Por Juliana Almirante no dia 28 de Maio de 2019 ⋅ 10:40

O governo do presidente Jair Bolsonaro arquivou uma pesquisa da Fundação Oswaldo Cruz (Fiocruz) sobre o uso de drogas no país que demorou três anos para ficar pronta e custou R$ 7 milhões. 

Oficialmente, a Secretaria Nacional de Políticas sobre Drogas (Senad) alega que a pesquisa não é divulgada porque a Fiocruz não teria cumprido exigências do edital. No entanto, especialistas da área avaliam que o estudo foi engavetado por não confirmar a tese da existência de uma epidemia de drogas no país, defendida o ministro da Cidadania, Osmar Terra.

Em entrevista ao Globo, o ministro diz que não confia nas pesquisas da Fiocruz. Apesar de contestar que a fundação teria feito o levantamento em "algumas cidades", Osmar Terra usa o argumento de que vê outra situação nas ruas de apenas uma cidade do País, o Rio de Janeiro.  

"É uma pesquisa baseada em algumas cidades. Na prática, fala que o número de pessoas que usam drogas é pequeno. É uma metodologia que eu não usaria, uma opinião de quem é do ramo. Na minha opinião, as pesquisas da Fiocruz estão sendo montadas para provar que não tem epidemia (de uso de drogas no Brasil). Agora, anda na rua no Rio de Janeiro e vê a quantidade crescente de pessoas se drogando nas ruas. Se isso não é uma epidemia, eu não entendo mais nada do que é epidemia", opinou. 
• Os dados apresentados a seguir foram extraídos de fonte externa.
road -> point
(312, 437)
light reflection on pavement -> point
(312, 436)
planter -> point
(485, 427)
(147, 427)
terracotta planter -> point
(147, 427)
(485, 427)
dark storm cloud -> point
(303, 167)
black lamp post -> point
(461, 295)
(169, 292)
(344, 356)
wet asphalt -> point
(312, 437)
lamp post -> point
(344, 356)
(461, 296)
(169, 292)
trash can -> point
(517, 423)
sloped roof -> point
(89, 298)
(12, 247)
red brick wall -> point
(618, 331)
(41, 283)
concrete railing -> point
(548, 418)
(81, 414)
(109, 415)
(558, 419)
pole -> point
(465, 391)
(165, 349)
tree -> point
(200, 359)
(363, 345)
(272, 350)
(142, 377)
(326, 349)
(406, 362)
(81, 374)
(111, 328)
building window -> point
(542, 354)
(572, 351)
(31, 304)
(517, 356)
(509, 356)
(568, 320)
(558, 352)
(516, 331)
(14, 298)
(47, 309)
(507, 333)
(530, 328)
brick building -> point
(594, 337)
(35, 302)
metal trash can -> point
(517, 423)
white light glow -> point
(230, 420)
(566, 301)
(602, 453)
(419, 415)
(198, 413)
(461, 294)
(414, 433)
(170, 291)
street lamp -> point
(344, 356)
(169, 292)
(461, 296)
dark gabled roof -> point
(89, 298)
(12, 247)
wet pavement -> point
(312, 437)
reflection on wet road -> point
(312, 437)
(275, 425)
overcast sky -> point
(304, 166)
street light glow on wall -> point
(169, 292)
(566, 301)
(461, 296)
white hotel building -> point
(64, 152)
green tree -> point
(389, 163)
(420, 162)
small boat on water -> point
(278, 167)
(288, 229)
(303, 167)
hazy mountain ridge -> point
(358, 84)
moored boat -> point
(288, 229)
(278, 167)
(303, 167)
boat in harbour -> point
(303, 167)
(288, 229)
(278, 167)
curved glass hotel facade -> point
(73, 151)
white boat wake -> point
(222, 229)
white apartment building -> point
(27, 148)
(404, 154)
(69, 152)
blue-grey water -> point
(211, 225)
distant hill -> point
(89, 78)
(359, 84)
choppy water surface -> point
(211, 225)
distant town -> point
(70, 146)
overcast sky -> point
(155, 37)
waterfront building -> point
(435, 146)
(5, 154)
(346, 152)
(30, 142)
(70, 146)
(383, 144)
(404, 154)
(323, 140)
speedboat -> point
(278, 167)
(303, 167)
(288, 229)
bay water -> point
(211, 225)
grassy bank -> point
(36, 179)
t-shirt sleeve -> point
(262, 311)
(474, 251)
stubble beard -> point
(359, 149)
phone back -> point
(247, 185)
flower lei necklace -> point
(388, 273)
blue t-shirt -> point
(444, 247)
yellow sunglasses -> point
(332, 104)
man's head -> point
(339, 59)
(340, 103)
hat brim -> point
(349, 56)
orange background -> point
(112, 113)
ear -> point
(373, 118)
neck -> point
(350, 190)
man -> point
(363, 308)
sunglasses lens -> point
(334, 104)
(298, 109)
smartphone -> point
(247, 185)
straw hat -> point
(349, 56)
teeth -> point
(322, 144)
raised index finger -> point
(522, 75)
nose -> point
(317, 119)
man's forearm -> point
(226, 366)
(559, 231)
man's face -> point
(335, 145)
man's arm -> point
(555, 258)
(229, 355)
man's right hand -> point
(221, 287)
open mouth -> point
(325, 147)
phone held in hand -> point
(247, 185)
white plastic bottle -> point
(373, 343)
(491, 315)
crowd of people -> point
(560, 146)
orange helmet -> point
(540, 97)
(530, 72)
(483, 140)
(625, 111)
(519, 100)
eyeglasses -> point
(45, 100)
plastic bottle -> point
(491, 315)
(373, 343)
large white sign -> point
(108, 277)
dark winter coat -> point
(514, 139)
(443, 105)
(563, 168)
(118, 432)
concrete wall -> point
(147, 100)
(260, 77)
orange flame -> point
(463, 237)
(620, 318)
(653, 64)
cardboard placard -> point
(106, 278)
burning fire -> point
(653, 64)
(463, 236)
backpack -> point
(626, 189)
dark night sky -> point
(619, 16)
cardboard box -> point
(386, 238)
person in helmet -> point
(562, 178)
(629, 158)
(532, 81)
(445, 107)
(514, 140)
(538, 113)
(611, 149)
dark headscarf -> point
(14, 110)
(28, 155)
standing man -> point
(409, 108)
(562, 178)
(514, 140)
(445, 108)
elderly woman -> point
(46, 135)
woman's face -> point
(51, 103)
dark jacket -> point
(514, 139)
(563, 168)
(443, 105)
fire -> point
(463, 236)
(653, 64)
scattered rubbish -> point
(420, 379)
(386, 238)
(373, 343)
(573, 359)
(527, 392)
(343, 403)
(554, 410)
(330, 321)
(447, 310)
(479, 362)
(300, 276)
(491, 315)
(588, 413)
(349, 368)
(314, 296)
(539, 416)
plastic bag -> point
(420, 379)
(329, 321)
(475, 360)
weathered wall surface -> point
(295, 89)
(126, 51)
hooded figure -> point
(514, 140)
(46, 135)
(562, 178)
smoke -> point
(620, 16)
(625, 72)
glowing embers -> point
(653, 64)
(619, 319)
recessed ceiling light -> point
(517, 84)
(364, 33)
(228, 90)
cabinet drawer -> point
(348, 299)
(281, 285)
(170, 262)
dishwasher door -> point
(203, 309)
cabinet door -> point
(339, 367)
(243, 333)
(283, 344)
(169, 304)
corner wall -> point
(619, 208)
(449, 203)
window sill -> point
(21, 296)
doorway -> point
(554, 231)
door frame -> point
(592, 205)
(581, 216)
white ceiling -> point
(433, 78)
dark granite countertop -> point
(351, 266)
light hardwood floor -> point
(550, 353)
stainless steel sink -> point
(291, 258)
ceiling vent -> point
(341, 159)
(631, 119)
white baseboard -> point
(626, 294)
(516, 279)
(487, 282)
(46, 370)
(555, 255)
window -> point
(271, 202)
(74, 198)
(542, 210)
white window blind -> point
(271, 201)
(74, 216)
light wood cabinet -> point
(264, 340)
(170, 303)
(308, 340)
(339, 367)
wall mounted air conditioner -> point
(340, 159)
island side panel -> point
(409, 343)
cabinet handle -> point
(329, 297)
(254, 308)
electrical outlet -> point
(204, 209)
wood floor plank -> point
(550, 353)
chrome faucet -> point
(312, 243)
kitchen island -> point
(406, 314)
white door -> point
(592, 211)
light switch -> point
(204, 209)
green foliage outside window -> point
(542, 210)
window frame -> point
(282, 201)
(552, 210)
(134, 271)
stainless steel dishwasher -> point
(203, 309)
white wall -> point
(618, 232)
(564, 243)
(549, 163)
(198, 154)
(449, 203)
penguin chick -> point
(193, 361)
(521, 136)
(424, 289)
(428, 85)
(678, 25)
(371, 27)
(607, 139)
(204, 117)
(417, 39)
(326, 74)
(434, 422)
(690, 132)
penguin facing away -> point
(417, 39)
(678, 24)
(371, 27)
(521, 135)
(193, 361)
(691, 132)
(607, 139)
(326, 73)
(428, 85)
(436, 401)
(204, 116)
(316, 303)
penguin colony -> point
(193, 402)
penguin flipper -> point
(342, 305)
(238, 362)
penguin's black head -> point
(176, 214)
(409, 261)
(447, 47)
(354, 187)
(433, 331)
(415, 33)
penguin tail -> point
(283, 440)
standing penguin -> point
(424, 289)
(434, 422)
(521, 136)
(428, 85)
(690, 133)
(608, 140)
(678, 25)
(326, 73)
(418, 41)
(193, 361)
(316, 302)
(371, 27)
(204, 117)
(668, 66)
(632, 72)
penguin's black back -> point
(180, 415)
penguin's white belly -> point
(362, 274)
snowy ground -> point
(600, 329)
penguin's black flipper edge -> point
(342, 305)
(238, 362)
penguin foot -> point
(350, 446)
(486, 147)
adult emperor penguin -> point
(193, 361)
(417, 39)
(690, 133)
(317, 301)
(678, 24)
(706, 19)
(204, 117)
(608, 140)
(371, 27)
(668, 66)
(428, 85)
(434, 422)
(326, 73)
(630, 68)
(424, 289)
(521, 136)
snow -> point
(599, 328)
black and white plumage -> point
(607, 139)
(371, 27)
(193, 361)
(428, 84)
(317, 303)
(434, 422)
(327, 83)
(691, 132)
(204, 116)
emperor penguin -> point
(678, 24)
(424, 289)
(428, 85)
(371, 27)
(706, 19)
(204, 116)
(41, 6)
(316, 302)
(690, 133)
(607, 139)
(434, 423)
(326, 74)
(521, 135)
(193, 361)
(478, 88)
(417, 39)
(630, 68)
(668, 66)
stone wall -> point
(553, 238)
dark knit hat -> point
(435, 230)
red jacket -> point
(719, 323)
Em resposta, a Fiocruz defende a metodologia da pesquisa e sustenta que o trabalho obedeceu aos critérios estabelecidos pelo edital. 

Diante do problema, a fundação acionou a Advocacia Geral da União (AGU) que, por sua vez, convocou a câmara de conciliação, responsável por intermediar impasses entre órgãos públicos. Será decidido se a pesquisa será divulgada com a aprovação da Senad ou rejeitada. Caso seja vetado definitivamente, o estudo deve ser refeito ou a Fiocruz deve reembolsar os R$ 7 milhões ao governo.